Many women are now being maintained on tamoxifen therapy following treatment of breast cancer. The estrogenic effects of this drug can lead to proliferative endometrial changes that have the potential to lead to malignant change. Regular ultrasonic assessment of endometrial thickness shows promise as a screening tool in these women, but there is controversy as to the thickness at which sampling should be undertaken. Franchi and colleagues sought to determine the thickness that would best predict a need for endometrial sampling in order to avoid subjecting many women to unnecessary interventions.
The authors studied 163 postmenopausal women with breast cancer who had been receiving 20 mg per day of tamoxifen for at least six months. Women with previous endometrial hyperplasia or vaginal bleeding during the first six months of therapy were excluded from the study. All women had complete gynecologic evaluations, including sonographic assessment, before beginning tamoxifen therapy and then every 12 months during therapy. An additional sonogram was performed if vaginal bleeding occurred. No exogenous estrogen was permitted during the study. All women were examined by hysteroscopy, and samples were taken for histologic assessment.

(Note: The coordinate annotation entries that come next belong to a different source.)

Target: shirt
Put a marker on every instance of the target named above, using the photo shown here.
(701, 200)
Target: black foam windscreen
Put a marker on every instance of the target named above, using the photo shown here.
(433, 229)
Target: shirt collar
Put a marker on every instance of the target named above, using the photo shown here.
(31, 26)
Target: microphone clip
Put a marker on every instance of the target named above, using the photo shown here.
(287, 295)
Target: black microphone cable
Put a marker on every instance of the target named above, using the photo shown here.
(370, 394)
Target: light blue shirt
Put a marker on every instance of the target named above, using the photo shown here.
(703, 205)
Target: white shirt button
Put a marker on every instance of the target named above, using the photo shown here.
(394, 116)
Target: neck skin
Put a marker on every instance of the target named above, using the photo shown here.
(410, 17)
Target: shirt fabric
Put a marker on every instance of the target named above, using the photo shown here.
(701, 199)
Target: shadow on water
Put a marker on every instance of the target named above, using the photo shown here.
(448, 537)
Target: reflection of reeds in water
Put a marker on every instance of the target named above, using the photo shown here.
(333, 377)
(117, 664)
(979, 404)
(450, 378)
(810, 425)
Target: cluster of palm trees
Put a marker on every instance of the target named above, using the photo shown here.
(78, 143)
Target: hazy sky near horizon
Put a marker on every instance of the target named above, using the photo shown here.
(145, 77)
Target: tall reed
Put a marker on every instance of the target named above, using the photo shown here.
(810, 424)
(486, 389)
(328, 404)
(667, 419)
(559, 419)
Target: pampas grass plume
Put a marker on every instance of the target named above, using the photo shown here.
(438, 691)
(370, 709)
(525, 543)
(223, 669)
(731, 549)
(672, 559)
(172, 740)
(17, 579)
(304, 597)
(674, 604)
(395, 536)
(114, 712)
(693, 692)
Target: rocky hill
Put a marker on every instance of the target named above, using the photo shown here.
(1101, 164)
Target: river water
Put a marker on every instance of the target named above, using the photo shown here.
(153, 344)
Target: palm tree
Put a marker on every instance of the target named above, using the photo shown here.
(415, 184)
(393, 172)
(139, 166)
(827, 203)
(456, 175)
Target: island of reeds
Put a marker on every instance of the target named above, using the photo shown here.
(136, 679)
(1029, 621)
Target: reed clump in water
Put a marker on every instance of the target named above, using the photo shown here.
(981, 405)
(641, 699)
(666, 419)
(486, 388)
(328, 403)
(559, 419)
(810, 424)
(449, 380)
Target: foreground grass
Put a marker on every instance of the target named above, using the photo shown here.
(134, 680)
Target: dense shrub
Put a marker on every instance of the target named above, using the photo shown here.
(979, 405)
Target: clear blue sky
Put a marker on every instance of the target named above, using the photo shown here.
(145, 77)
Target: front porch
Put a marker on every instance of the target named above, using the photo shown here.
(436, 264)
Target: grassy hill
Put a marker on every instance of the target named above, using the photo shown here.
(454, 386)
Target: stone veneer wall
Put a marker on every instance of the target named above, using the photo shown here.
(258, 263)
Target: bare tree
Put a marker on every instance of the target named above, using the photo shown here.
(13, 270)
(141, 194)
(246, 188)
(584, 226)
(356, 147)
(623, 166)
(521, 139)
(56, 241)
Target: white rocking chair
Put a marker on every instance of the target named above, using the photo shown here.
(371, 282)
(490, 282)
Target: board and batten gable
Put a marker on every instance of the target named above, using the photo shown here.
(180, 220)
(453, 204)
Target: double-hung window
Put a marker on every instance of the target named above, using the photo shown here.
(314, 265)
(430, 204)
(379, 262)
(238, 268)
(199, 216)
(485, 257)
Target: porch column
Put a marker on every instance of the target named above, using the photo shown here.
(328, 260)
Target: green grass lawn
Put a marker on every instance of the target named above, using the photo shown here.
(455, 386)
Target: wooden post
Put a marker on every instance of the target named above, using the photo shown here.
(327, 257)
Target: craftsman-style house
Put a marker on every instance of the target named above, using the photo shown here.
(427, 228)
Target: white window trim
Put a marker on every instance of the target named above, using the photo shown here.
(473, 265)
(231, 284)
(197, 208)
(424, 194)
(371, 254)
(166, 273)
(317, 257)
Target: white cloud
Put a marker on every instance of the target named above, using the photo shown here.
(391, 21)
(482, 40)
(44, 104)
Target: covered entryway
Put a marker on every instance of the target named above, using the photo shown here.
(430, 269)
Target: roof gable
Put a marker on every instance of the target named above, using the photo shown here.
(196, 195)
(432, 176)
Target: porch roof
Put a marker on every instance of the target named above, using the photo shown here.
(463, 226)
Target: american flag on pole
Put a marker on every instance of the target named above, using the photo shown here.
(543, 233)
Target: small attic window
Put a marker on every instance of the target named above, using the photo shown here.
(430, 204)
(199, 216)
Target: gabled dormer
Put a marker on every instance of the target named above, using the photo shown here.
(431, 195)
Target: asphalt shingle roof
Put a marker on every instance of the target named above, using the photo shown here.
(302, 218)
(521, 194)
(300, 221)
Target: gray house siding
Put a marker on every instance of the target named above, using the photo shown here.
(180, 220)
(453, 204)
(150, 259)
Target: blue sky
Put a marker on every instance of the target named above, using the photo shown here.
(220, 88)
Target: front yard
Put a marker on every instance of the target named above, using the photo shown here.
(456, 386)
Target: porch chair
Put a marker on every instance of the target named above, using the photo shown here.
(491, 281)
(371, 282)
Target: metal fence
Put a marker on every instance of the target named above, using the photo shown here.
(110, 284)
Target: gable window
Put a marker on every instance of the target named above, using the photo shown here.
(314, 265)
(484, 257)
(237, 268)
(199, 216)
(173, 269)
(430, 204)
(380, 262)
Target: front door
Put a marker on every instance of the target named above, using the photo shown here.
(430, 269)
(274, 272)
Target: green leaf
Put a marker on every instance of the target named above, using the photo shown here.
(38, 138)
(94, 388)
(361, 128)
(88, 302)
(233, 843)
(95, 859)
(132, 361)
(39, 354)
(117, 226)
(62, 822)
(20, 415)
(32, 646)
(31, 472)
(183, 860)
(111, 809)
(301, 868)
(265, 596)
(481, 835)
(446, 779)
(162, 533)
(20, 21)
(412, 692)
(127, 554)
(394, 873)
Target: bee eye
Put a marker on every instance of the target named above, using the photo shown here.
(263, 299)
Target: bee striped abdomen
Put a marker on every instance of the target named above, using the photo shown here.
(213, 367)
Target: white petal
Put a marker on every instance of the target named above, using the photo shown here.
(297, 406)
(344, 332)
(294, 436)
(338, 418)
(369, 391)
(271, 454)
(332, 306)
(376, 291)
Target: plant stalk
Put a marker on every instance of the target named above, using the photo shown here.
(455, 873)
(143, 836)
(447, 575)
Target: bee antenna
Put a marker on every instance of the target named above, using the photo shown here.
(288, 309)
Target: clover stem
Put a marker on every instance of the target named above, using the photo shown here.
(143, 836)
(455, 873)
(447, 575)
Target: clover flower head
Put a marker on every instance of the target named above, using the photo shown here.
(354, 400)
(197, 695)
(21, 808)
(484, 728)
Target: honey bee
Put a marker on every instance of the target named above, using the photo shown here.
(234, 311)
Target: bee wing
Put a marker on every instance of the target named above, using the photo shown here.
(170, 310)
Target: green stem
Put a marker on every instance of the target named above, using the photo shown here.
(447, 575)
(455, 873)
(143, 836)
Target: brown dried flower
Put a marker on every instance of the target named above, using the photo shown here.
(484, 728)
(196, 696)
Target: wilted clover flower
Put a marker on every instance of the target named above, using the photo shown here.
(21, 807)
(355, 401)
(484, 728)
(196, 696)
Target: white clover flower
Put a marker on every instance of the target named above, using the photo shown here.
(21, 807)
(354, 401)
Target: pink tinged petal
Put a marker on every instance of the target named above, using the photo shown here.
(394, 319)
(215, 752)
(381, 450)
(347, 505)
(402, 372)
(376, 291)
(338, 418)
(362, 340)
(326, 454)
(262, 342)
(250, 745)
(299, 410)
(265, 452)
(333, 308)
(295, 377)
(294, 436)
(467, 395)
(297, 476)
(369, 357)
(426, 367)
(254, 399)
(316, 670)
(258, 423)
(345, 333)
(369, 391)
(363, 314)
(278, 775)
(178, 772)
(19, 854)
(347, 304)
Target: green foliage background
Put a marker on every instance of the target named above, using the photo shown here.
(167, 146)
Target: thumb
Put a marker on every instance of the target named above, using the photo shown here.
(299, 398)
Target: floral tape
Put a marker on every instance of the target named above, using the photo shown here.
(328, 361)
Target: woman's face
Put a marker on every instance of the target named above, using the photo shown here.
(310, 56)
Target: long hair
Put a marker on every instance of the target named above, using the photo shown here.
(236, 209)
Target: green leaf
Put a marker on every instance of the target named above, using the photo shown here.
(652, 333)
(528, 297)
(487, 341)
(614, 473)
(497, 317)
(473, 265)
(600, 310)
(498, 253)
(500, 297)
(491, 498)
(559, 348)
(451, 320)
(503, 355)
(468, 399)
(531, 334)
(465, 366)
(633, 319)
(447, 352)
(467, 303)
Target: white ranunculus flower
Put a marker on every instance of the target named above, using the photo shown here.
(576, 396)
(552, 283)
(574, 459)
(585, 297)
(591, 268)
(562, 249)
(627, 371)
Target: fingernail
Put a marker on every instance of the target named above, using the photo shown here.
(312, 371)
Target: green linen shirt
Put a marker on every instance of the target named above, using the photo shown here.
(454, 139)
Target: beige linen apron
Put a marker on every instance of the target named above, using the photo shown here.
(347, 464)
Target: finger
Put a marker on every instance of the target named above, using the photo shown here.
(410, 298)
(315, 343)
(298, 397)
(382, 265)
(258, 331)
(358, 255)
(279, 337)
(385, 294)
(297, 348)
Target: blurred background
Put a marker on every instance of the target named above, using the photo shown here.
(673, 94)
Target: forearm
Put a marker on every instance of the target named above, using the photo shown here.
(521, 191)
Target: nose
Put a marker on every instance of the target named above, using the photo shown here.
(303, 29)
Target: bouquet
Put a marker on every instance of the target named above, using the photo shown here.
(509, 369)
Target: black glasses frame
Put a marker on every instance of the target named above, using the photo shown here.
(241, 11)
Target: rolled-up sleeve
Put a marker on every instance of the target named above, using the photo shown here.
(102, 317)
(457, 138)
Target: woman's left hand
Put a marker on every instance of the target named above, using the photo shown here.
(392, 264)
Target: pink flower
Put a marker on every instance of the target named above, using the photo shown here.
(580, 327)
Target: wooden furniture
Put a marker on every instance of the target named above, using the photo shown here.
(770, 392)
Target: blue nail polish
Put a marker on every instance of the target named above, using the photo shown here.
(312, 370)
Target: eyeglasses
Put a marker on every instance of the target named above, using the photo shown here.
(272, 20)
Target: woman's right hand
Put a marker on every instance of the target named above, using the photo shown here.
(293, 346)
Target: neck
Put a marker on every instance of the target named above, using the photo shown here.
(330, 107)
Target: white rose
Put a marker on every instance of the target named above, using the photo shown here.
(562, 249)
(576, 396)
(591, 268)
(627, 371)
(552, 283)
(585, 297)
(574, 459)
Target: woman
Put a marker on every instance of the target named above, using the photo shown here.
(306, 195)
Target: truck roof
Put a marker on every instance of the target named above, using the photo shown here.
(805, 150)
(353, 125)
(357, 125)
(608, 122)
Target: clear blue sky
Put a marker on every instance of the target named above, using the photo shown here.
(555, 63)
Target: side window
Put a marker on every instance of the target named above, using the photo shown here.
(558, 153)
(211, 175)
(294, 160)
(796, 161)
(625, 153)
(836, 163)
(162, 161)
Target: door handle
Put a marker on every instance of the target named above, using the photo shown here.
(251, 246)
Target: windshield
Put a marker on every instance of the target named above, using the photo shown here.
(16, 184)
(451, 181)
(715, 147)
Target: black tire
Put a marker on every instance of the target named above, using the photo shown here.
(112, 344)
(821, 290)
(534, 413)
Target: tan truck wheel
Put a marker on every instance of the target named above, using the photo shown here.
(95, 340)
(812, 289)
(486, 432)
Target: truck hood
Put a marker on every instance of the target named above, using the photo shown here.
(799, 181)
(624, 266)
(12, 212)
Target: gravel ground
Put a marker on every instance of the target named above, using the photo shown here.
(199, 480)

Abnormal histologic findings occurred in 60 percent of women with an endometrial thickness of 9 mm or greater compared with only 6 percent of women with lesser endometrial thickness. Histologic abnormality was also significantly related to the duration of tamoxifen use: 46 percent of those who took the drug for 27 months or longer had positive findings, compared with 16 percent of those who took the drug for less time. The occurrence of vaginal bleeding was also predictive of histologic findings. Of the 163 women studied, 46 (28 percent) reported vaginal bleeding during the study. Only 43 percent of these women had atrophic endometrium compared with 84 percent of women without bleeding. Among the women who reported vaginal bleeding, 9 percent had simple hyperplasia, 4 percent had endometrial polyp and 4 percent had endometrial carcinoma. No cases of atypical hyperplasia, polyp or carcinoma were found in women who did not report vaginal bleeding.
The authors conclude that an endometrial thickness of 9 mm and a report of vaginal bleeding are independent predictors of endometrial pathology and could be used to select women for hysteroscopy and biopsy during tamoxifen therapy.